Tone Consistency Scorer
The createToneScorer() function evaluates the text's emotional tone and sentiment consistency. It can operate in two modes: comparing tone between input/output pairs or analyzing tone stability within a single text.
Parameters
The createToneScorer() function does not take any options.
This function returns an instance of the MastraScorer class. See the MastraScorer reference for details on the .run() method and its input/output.
.run() Returns
runId:
analyzeStepResult:
score:
.run() returns a result in the following shape:
{
runId: string,
analyzeStepResult: {
responseSentiment?: number,
referenceSentiment?: number,
difference?: number,
avgSentiment?: number,
sentimentVariance?: number,
},
score: number
}
Scoring Details
The scorer evaluates sentiment consistency through tone pattern analysis and mode-specific scoring.
Scoring Process
- Analyzes tone patterns:
- Extracts sentiment features
- Computes sentiment scores
- Measures tone variations
- Calculates mode-specific score:
Tone Consistency (input and output):
- Compares sentiment between texts
- Calculates sentiment difference
- Score = 1 - (sentiment_difference / max_difference) Tone Stability (single input):
- Analyzes sentiment across sentences
- Calculates sentiment variance
- Score = 1 - (sentiment_variance / max_variance)

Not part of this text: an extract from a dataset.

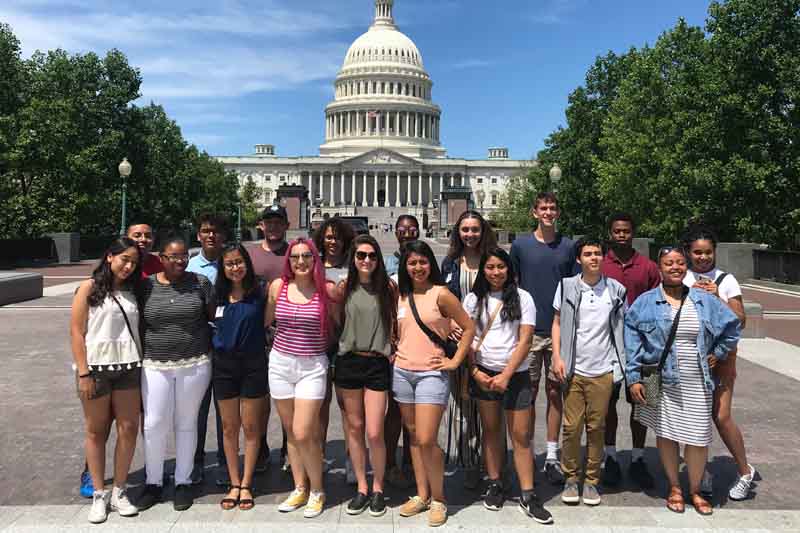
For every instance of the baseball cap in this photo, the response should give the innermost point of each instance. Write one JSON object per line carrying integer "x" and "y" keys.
{"x": 274, "y": 211}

Final score: mode_specific_score * scale
Score interpretation
(0 to scale, default 0-1)
- 1.0: Perfect tone consistency/stability
- 0.7-0.9: Strong consistency with minor variations
- 0.4-0.6: Moderate consistency with noticeable shifts
- 0.1-0.3: Poor consistency with major tone changes
- 0.0: No consistency - completely different tones
analyzeStepResult
Object with tone metrics:
- responseSentiment: Sentiment score for the response (comparison mode).
- referenceSentiment: Sentiment score for the input/reference (comparison mode).
- difference: Absolute difference between sentiment scores (comparison mode).
- avgSentiment: Average sentiment across sentences (stability mode).
- sentimentVariance: Variance of sentiment across sentences (stability mode).
Example
Evaluate tone consistency between related agent responses:
import { runEvals } from "@mastra/core/evals";
import { createToneScorer } from "@mastra/evals/scorers/prebuilt";
import { myAgent } from "./agent";
const scorer = createToneScorer();
const result = await runEvals({
data: [
{
input: "How was your experience with our service?",
groundTruth: "The service was excellent and exceeded expectations!",
},
{
input: "Tell me about the customer support",
groundTruth: "The support team was friendly and very helpful.",
},
],
scorers: [scorer],
target: myAgent,
onItemComplete: ({ scorerResults }) => {
console.log({
score: scorerResults[scorer.id].score,
});
},
});
console.log(result.scores);
For more details on runEvals, see the runEvals reference.
To add this scorer to an agent, see the Scorers overview guide.